Por Lidia Hernández
Los huesos llevaban días diciéndole a Paco que la lluvia estaba por desbordar la montaña, pero, para estar seguro, esperó por el tintineo completito del esqueleto.
Bajar al caserío por la hija y el nieto demandaba premura. La inesperada muerte del yerno los había dejado solos entre los pescadores, pero enamorados del mar, aplazaban una y otra vez el regreso a la sierra.
Cuando Paco dio cobijo a los animales, hundió las herraduras en el fangal. Entonces todo fue bajar y resbalar, alumbrado por las centellas. No sé quién tuvo más coraje, si él o su yegua. ¡Bendita percherona! Solo puedo decirle que cuando amainó, la hija y el nieto estaban en la loma.
En menos de una semana, la hija floreció, su tonada se escuchaba antes de arribar a las talanqueras, pero al pequeño Guancho le costó lo suyo.

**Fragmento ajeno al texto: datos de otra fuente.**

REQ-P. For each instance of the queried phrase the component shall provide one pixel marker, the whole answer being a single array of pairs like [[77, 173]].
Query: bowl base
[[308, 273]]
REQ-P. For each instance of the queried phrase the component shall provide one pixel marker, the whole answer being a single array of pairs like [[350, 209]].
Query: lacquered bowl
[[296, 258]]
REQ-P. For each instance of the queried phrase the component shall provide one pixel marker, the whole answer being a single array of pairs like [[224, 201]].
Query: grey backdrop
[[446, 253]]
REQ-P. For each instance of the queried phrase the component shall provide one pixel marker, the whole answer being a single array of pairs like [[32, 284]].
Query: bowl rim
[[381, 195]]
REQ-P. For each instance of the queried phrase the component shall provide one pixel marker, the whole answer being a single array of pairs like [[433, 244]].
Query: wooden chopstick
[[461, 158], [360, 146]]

No más amanecía se iba al patio a buscar el mar. Cualquier objeto puntiagudo le servía para abrir el hueco por donde esperaba encontrarlo. El bijirita echaba en falta el cuchicheo del viento contra los tablones de su cabaña, las olas columpiando su hamaca, la compañía fiel de la arena hacedora de milagros. El día que a Paco se le ocurrió llevarlo al arroyo, para aplacar su nostalgia, se convirtió en biajaca, y el torrente se le hizo poza chica. Fue entonces que posó su mirada, en cosas que nadie veía:
—Abuelo, hace mucho que no llueve.
—Abuelo, ya no veo a los tomeguines entre las ramas.
—Abuelo, no siento el cuchicheo del agua bajo mis pies.
Pero…, quién iba a darle crédito a un vejigo que había nacido frente al mar.
Descalzo, con un palo en la mano, se iba a mirar las hojas de los árboles, a escuchar el goteo de sus raíces. Su piel cambió el olor del mar, por el de la hierba húmeda; la mirada de pez se trasformó en la de pájaro, el pelo de algas, en puro maíz.
El día que regresó con el desastre en la mirada augurando la sequía, tampoco lo tomamos en serio. El río aún estaba con nosotros, pero cuando la corriente se fue a aliviar las entrañas de la tierra, todos recordamos las palabras del niño que había nacido frente al mar, y fuimos por él.
A la sazón nos habló del agua almacenada en los colgantes de las cuevas, pero esta también se agotó. Nuestra única esperanza era que el agua repicara nuevamente en la planta de sus pies, como alguna vez repicó la del mar. Pero de la tierra, Guancho solo recibía dolor, aunque nos convenció que volvería a escuchar de su contento.
El contento de la tierra tardó, tardó tanto que desfallecidos sacrificamos los animales con quienes habíamos compartido el lloro de los colgantes y el rocío, para beber. Entonces Guancho volvió a herir las plantas de sus pies en el diente de perro.
Esa vez se fue al norte, escudriñó en lagunas y ríos secos. Hundió su cuerpo en las ciénagas, olió cada guijarro, se tendió en la tierra por horas a buscar el último camino de la lluvia.
La tierra se agrietó, el calor se hizo insoportable. Los habitantes de la sierra, sin ponernos de acuerdo, pasábamos más y más tiempo en las cuevas, recostados a sus paredes, buscando la humedad de sus suelos, lamiendo sus colgantes.
El día que el fuego llegó al bosque las mujeres corrieron loma abajo y los hombres fuimos a contenerlo, pero solo nos quedó echar tierra, mucha tierra sobre las heridas abiertas de los árboles.
Para los ancianos, el incendio había sido un aviso. Algo teníamos que hacer. Esa noche, cubiertos de hollín y polvo, esperamos bajo las estrellas. Al amanecer Guancho, flacucho, con el color de la tierra habitando su piel, estaba parado frente a nosotros.
Un hilillo, apenas un hilillo se había escurrido de la roca y humedecido la planta de sus pies, para después saltar como surtidor dentro de su boca.
Del libro Sitio de mariposas (Editorial José Martí).